За обедом Елевферий опять заговорил о «Бесах» Достоевского, и начался спор: одни называли Достоевского писателем гениальным, другие — вредным ретроградом, третьи — пасквилянтом, оболгавшим всех передовых людей. Защищали немногие: тетя Маша с мужем (они всегда и во всем были согласны друг с другом), Елевферий, Зиночка и Ваня Ананькин. Остальные злобно нападали, кроме Сашеньки, которая слушала и молчала. Особенную злобу проявляли Павел Николаевич и земский врач Миляев:
— У него сплошной сумасшедший дом даже в лучших романах! У него самый лучший, положительный тип — идиот! Чем читать Достоевского, лучше побывать в клинике душевнобольных. Это, конечно, имеет свой интерес, особенно для нас, медиков, но при чем тут изящная литература?

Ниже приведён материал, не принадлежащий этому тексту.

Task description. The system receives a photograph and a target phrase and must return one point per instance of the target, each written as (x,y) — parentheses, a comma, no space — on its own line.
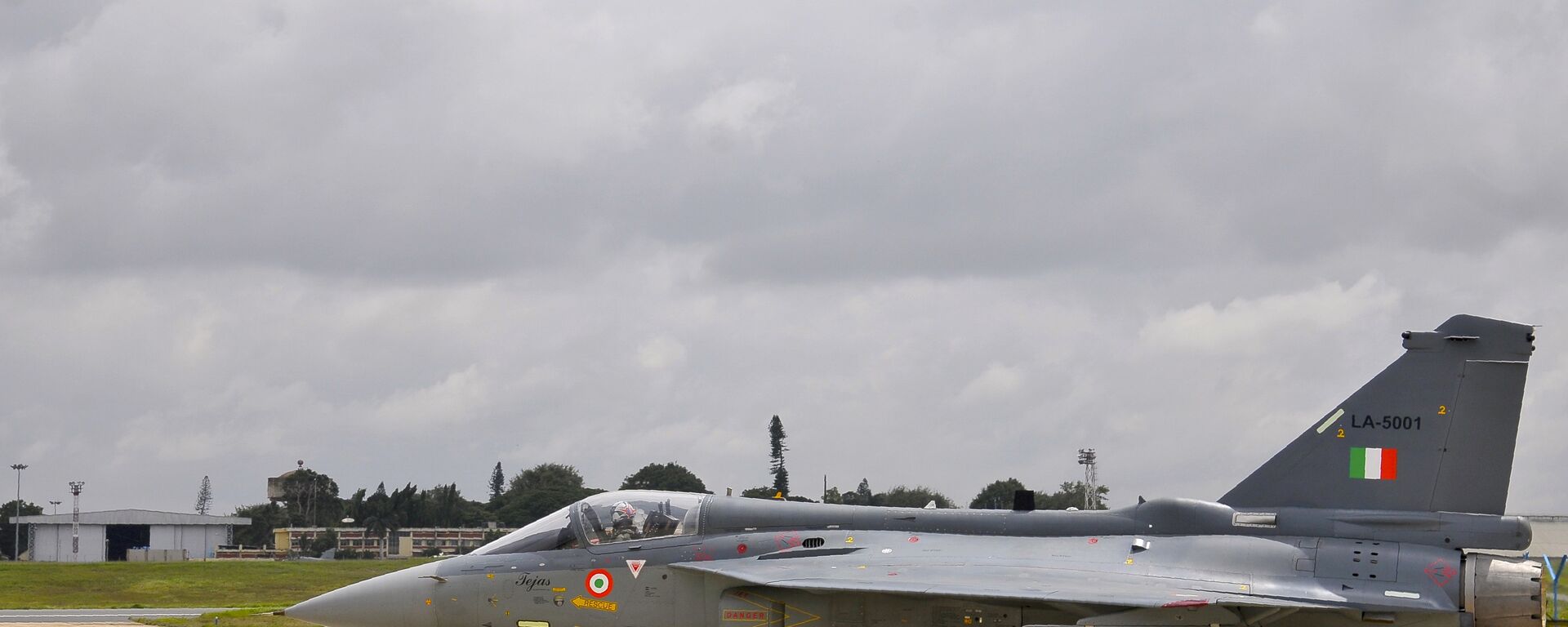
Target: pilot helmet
(623,509)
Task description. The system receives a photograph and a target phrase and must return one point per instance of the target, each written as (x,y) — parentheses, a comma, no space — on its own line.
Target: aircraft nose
(395,599)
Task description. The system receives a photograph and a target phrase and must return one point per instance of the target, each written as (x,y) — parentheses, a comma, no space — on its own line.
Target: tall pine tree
(497,487)
(204,496)
(777,453)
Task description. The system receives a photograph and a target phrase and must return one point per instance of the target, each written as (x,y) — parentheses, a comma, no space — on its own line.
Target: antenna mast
(76,518)
(1090,491)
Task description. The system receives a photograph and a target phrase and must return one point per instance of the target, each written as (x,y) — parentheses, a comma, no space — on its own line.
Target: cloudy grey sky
(947,243)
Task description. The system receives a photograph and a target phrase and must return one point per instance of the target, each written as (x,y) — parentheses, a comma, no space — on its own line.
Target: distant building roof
(134,518)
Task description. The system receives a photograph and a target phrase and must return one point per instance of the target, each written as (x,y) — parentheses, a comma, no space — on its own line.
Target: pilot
(625,522)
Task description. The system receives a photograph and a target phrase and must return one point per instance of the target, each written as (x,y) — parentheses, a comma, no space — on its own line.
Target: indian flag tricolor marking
(1374,463)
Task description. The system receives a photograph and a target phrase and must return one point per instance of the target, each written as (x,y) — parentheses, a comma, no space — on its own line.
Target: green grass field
(180,584)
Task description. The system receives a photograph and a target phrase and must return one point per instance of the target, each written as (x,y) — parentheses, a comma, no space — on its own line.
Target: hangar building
(118,533)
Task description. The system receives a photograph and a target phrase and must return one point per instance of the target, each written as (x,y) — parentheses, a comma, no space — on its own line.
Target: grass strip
(179,584)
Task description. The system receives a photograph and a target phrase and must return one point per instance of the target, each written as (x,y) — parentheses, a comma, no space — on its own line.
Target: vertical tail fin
(1433,431)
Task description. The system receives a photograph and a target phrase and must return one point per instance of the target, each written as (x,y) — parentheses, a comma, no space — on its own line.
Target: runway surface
(59,618)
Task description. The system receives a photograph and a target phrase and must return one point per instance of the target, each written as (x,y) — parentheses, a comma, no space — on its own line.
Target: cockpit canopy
(606,518)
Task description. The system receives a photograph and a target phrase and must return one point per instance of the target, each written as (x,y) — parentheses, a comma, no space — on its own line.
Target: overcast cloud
(946,243)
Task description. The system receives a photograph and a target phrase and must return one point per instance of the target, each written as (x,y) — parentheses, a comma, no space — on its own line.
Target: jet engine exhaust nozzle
(1503,591)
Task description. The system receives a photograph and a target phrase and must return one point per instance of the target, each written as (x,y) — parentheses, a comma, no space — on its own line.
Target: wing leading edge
(1092,571)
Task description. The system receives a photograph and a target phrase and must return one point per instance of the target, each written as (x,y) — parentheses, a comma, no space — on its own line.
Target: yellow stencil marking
(595,604)
(1330,420)
(789,610)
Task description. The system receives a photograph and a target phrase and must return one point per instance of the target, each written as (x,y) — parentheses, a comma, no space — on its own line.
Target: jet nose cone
(395,599)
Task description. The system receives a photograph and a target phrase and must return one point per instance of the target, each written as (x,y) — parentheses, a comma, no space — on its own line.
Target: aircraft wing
(1046,571)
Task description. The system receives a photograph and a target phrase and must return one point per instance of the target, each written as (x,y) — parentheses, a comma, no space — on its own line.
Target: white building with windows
(118,535)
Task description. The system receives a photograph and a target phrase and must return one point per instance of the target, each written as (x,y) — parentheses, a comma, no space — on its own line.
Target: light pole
(16,533)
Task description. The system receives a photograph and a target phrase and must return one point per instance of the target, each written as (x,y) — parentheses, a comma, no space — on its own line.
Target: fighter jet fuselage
(1349,524)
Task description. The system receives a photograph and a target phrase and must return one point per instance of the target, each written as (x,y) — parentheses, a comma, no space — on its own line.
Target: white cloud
(996,381)
(237,235)
(1247,323)
(661,353)
(744,113)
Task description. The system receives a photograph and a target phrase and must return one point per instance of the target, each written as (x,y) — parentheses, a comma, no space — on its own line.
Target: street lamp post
(16,531)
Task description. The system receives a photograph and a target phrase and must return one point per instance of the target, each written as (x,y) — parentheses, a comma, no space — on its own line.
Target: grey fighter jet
(1361,519)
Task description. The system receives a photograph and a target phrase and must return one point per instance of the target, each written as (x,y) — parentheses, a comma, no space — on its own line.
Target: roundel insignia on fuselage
(599,584)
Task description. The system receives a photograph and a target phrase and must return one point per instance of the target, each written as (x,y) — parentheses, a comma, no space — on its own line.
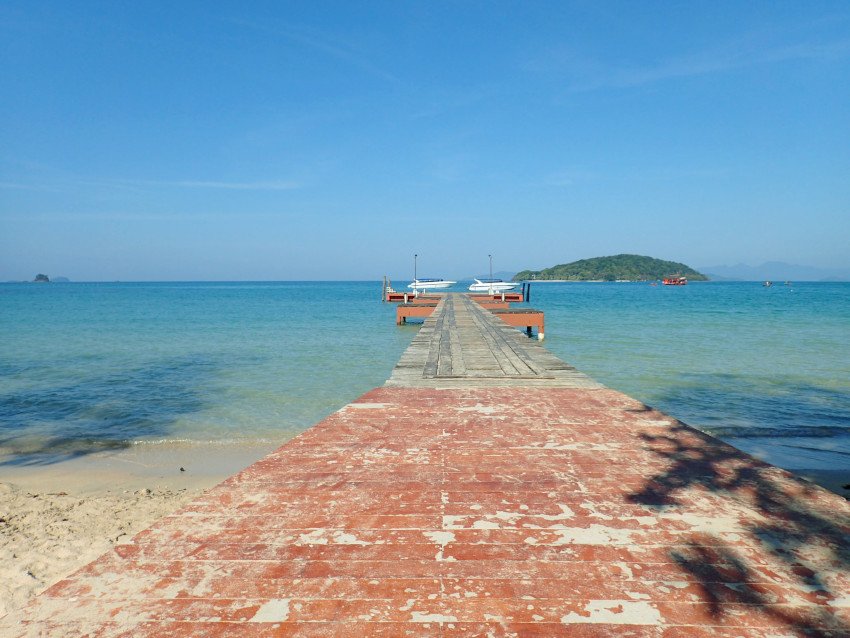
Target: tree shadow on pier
(801,532)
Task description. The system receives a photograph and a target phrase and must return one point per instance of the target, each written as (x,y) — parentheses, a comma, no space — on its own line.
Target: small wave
(753,432)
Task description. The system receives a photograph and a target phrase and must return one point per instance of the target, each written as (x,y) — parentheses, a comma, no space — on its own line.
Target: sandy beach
(56,518)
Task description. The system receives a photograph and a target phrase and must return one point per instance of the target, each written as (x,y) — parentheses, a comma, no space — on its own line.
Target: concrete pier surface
(486,490)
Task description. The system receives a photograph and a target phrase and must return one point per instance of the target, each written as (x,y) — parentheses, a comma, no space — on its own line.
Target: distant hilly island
(614,268)
(641,268)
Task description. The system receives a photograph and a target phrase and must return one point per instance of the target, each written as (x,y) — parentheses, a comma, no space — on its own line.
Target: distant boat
(424,284)
(492,285)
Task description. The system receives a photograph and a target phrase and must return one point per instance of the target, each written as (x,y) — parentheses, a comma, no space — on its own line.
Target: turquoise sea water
(88,367)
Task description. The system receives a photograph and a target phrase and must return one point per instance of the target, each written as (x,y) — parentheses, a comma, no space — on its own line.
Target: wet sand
(56,517)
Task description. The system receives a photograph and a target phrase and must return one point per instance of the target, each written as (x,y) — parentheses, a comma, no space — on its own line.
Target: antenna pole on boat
(491,274)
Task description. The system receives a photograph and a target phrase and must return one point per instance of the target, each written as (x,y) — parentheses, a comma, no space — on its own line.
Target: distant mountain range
(775,270)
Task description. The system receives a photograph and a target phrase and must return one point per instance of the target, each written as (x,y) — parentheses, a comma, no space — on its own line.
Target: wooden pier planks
(447,507)
(463,345)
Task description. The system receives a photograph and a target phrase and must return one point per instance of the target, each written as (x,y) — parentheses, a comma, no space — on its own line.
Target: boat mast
(491,274)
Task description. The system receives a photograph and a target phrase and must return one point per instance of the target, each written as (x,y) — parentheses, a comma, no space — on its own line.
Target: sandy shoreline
(56,518)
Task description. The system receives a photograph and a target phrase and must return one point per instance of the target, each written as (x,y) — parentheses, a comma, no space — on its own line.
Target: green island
(614,268)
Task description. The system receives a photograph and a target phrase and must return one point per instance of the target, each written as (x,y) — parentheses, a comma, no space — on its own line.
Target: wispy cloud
(323,43)
(584,74)
(245,186)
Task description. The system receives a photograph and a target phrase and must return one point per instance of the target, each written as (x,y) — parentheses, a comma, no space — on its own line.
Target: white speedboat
(492,285)
(422,285)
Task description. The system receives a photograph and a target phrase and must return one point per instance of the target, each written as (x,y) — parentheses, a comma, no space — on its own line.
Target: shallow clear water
(87,367)
(764,368)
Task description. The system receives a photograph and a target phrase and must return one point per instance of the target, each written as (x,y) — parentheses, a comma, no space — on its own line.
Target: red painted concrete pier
(488,489)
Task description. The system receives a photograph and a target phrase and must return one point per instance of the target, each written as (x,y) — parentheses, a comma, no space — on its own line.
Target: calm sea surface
(89,367)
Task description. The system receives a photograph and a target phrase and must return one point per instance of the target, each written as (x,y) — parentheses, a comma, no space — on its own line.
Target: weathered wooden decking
(464,346)
(486,490)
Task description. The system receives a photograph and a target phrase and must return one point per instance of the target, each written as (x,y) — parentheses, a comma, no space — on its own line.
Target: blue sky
(333,140)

— Он психолог! — упрямилась тетя Маша.
— Отлично. Пусть будет психолог, а вернее — психиатр. Но, во-первых, литература — не клиника для душевнобольных, а во-вторых, всякий психиатр, проживший долго со своими больными, сам делается сумасшедшим, и во всяком случае не ему делать оценку крупных и сложных общественных явлений политического характера. Типы свихнувшихся людей — неподходящий аршин для их оценки…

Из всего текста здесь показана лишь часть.